A refrigerator consumes an average 35 W power to operate between temperature -10°C to 25°C. If there is no loss of energy then how much average heat per second does it transfer?

We begin by converting the given Celsius temperatures into Kelvin, because the thermodynamic formulae for a Carnot refrigerator demand absolute temperatures.

We have
$$T_{\text{cold}} = -10^{\circ}{\rm C} = -10 + 273 = 263\ {\rm K}$$
and
$$T_{\text{hot}} = 25^{\circ}{\rm C} = 25 + 273 = 298\ {\rm K}.$$

For an ideal, perfectly reversible refrigerator the coefficient of performance (COP) is given by the Carnot expression

$$\text{COP} = \frac{Q_{\text{cold}}}{W} = \frac{T_{\text{cold}}}{T_{\text{hot}} - T_{\text{cold}}},$$

where $$Q_{\text{cold}}$$ is the heat absorbed per second from the cold chamber and $$W$$ is the mechanical work (power) supplied per second.

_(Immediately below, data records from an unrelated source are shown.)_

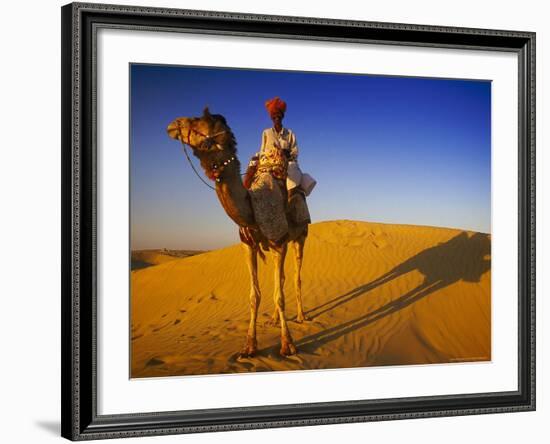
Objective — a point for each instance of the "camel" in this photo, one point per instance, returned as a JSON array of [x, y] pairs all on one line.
[[260, 213]]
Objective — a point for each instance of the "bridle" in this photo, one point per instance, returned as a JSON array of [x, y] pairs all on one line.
[[217, 170], [187, 139]]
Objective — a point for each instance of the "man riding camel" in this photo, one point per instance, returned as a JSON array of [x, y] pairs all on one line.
[[278, 156]]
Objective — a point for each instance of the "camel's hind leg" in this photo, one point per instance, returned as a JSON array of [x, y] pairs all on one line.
[[255, 296], [298, 247]]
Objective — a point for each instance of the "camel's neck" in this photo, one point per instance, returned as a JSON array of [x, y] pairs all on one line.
[[234, 196]]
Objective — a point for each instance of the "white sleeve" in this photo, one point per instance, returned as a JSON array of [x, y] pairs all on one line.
[[293, 146], [264, 141]]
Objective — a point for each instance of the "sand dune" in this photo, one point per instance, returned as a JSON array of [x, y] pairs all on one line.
[[377, 294], [149, 258]]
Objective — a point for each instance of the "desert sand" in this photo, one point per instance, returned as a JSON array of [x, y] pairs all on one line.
[[147, 258], [377, 294]]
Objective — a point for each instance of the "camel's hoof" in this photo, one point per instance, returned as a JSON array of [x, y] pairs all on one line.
[[288, 349], [249, 351]]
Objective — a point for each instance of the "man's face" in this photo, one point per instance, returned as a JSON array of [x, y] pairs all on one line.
[[277, 119]]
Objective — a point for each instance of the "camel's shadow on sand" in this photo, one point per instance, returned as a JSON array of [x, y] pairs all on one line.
[[463, 257]]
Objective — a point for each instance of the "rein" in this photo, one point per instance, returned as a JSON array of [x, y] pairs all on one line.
[[218, 169]]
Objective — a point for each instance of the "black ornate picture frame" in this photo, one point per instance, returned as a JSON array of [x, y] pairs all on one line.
[[80, 419]]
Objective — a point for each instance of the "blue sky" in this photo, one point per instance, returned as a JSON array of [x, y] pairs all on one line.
[[383, 149]]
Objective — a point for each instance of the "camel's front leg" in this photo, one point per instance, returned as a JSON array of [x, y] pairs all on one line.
[[252, 260], [298, 255], [287, 345]]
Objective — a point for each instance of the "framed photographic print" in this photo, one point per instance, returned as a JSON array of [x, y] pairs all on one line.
[[280, 221]]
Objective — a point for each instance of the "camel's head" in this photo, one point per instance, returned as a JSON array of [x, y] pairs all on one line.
[[206, 134]]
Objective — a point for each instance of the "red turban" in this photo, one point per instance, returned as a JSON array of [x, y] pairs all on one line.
[[275, 105]]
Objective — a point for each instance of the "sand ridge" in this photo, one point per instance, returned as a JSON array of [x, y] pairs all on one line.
[[377, 294]]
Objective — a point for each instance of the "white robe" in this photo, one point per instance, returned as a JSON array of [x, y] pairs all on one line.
[[286, 141]]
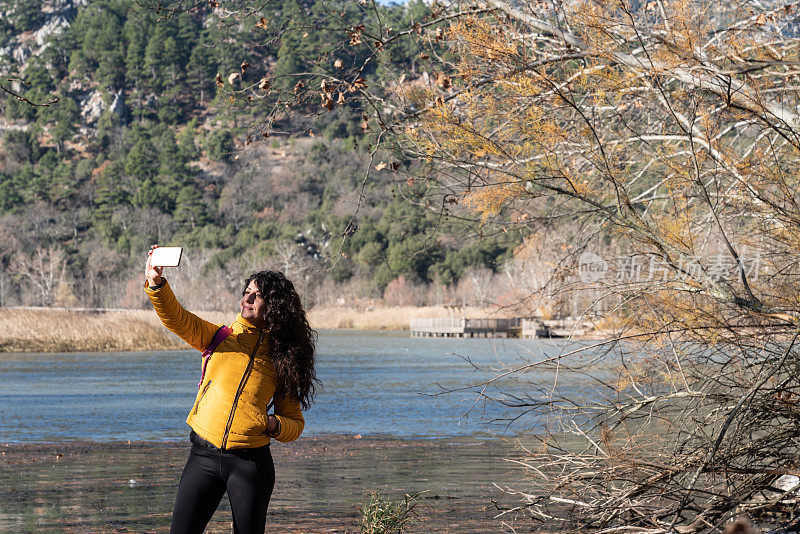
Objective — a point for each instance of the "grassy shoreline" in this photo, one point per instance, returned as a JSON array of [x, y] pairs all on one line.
[[66, 330]]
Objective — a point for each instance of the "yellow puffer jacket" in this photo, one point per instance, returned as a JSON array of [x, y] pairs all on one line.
[[230, 407]]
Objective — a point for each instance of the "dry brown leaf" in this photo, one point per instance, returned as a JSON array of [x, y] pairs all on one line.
[[327, 101]]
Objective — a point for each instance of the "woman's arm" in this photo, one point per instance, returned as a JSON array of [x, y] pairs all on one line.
[[290, 422]]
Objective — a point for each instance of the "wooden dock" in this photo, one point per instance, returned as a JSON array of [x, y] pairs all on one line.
[[525, 327]]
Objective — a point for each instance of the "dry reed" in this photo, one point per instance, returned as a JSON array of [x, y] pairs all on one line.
[[63, 330]]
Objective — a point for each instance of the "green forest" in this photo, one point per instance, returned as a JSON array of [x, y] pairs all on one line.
[[145, 146]]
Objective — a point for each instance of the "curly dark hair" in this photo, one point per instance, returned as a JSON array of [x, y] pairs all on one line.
[[291, 338]]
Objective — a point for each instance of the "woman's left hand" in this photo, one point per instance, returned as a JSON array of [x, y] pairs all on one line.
[[273, 425]]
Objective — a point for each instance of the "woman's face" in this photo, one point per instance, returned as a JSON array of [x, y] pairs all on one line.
[[253, 305]]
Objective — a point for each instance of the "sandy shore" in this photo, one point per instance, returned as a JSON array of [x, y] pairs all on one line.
[[84, 487], [73, 330]]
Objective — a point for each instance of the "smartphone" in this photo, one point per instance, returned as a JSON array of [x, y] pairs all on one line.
[[166, 257]]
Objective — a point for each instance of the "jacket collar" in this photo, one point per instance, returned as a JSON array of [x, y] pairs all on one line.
[[243, 326]]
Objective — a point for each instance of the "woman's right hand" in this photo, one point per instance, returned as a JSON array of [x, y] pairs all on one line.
[[153, 272]]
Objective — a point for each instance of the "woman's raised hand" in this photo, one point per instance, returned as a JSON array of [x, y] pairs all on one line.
[[153, 272]]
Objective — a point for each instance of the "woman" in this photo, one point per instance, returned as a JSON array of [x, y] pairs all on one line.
[[267, 357]]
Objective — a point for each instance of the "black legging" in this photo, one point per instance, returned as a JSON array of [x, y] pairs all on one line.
[[247, 474]]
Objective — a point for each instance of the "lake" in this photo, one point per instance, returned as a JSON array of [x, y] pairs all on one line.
[[374, 383]]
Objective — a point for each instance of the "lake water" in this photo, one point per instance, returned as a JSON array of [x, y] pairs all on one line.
[[373, 384]]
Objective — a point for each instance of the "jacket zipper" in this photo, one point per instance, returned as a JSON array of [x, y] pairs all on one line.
[[239, 390]]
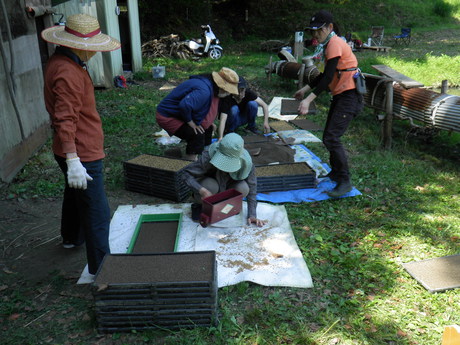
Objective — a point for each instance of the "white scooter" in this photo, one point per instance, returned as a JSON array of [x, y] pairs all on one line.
[[208, 45]]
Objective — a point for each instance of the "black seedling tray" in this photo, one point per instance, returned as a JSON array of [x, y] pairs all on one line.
[[151, 291], [281, 182], [155, 180]]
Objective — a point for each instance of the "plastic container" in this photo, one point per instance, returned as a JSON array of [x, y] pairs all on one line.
[[220, 206], [158, 71], [156, 233]]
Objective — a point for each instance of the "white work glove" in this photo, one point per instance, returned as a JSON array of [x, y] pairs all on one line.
[[77, 176]]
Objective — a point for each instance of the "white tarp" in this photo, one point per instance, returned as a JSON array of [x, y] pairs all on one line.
[[268, 255]]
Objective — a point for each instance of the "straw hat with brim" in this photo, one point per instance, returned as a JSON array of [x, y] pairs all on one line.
[[81, 32], [226, 79], [229, 154]]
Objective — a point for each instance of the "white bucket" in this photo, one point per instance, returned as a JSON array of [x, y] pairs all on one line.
[[158, 71]]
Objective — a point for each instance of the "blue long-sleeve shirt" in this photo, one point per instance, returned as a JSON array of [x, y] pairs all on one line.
[[190, 100]]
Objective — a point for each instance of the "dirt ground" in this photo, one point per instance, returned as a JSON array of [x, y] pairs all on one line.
[[30, 243]]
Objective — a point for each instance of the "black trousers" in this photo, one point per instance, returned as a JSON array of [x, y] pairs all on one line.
[[86, 214], [344, 107], [195, 142]]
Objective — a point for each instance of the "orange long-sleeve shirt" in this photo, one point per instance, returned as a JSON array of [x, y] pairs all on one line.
[[70, 101]]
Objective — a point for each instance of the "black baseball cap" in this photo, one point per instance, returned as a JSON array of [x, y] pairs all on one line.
[[242, 83], [320, 19]]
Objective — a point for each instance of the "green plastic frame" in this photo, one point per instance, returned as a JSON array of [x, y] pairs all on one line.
[[150, 218]]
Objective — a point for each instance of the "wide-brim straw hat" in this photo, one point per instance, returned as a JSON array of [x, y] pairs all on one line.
[[227, 79], [83, 32], [227, 155]]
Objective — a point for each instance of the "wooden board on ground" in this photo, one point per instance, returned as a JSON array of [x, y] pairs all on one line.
[[396, 76], [306, 124], [291, 106], [437, 274]]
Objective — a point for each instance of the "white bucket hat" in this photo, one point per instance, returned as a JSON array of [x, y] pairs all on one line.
[[227, 79], [83, 32], [229, 155]]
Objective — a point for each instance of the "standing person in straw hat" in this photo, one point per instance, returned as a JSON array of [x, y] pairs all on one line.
[[77, 134], [340, 69], [225, 165], [189, 111]]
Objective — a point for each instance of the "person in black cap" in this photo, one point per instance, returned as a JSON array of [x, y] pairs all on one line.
[[340, 68], [239, 110]]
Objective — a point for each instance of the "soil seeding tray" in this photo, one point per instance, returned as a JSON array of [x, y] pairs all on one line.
[[156, 175], [156, 233], [306, 124], [279, 126], [291, 106], [283, 177], [135, 292]]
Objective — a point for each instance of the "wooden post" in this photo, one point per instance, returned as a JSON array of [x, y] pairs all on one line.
[[298, 45], [444, 86], [388, 122]]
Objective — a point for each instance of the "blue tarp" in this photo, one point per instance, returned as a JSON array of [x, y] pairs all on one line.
[[306, 195]]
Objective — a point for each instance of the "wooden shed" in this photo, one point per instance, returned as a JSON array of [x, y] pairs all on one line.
[[24, 121]]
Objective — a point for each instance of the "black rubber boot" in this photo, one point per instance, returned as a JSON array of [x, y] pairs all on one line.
[[196, 211], [330, 175], [340, 189]]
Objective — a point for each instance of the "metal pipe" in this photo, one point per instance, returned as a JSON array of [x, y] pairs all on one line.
[[434, 109]]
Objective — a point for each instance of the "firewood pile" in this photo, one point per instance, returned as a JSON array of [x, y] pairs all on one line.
[[166, 46], [272, 45]]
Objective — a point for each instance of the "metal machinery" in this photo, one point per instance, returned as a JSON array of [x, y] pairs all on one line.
[[434, 110]]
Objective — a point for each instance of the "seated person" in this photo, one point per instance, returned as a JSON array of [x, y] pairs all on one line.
[[238, 110], [225, 165]]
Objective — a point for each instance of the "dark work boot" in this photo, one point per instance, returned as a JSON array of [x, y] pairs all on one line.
[[331, 175], [340, 189], [196, 211]]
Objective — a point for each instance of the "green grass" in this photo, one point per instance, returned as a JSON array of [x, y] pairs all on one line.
[[354, 247]]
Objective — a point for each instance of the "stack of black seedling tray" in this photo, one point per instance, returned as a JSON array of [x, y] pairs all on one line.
[[135, 292], [284, 177], [157, 175]]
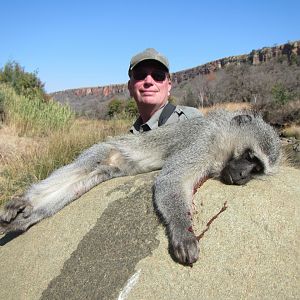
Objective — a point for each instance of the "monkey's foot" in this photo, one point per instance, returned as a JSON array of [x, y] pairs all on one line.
[[15, 215], [185, 246]]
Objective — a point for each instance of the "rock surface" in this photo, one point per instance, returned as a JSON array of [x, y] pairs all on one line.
[[109, 244]]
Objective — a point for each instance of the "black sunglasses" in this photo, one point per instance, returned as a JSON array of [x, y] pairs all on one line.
[[157, 75]]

Substituting the numerical values, we obtain

$$\text{COP} = \frac{263}{298 - 263} = \frac{263}{35}.$$

Carrying out the division gives

$$\text{COP} = 7.514.$$

Now, the power input is given as $$W = 35\ {\rm W} = 35\ {\rm J\,s^{-1}}.$$
Using the relation $$Q_{\text{cold}} = \text{COP} \times W$$ we can find the average heat drawn from the cold compartment each second.

So

$$Q_{\text{cold}} = 7.514 \times 35\ {\rm J\,s^{-1}}.$$

Multiplying, we get

$$Q_{\text{cold}} = 263\ {\rm J\,s^{-1}}\;(\text{approximately}).$$

This quantity represents the average heat that the refrigerator transfers per second from the low-temperature space when there are no energy losses.

Hence, the correct answer is Option C.